Fangirl
“The rhythm,” Cath said. “The rhythm is good.”
“Yeah?” He smiled.
“Yeah. It reads like a waltz.”
“Make you jealous?” He smiled some more. His eyeteeth were crooked, but not bad enough to get braces.
“Definitely,” Cath said. “I could never write a waltz.”
Sometimes, when they talked like this, she was sure they were flirting. But when the notebook closed, the light always went off in Nick’s eyes. At midnight, he’d rush off to wherever he always rushed off to, probably to wrap a beer around a blond girl’s waist. To kiss her with his twisted eyeteeth showing.
Cath kept working on the scene; a whole new conversation took shape in the margin. When she looked up, Nick was still smiling at her.
“What?” she asked.
“Nothing,” he said, laughing.
“What?”
“Nothing. Just … It’s crazy that this works. Between you and me. That we can actually write together. It’s like … thinking together.”
“It’s nice,” Cath said, meaning it. “Writing is lonely.”

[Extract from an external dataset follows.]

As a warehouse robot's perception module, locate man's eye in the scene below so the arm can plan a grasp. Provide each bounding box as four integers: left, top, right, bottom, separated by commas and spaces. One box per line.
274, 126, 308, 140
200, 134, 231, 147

“You wouldn’t think we’d be on the same wavelength, you know? We’re so different.”
“We’re not that different.”
“Totally different,” he said. “Look at us.”
“We’re both English majors,” Cath said. “We’re both white. We live in Nebraska. We listen to the same music, we watch the same TV shows, we even have the same pair of Chuck Taylors—”
“Yeah. But it’s like John Lennon writing with … Taylor Swift instead of Paul McCartney.”
“Get over yourself,” Cath said. “You’re not half as pretty as Taylor Swift.”
“You know what I mean.” Nick poked her in the arm with the end of his pen.
“It’s nice,” she said, looking up at him, still not sure if they were flirting—pretty sure she didn’t want them to be. “Writing is lonely.”
There wasn’t time for Cath to write a page of her own in the notebook. She and Nick spent the rest of their night in the stacks, revamping his section. The Volvo became a rusty Neon, and the dandelion detail blew away completely.
At eleven forty-five, they packed up. When they got to the library’s front steps, Nick was already checking his phone. “Hey,” Cath said, “do you feel like walking past Pound Hall on your way to your car? We could walk together.”
He didn’t look up from his phone. “Better not. I need to get home. See you in class, though.”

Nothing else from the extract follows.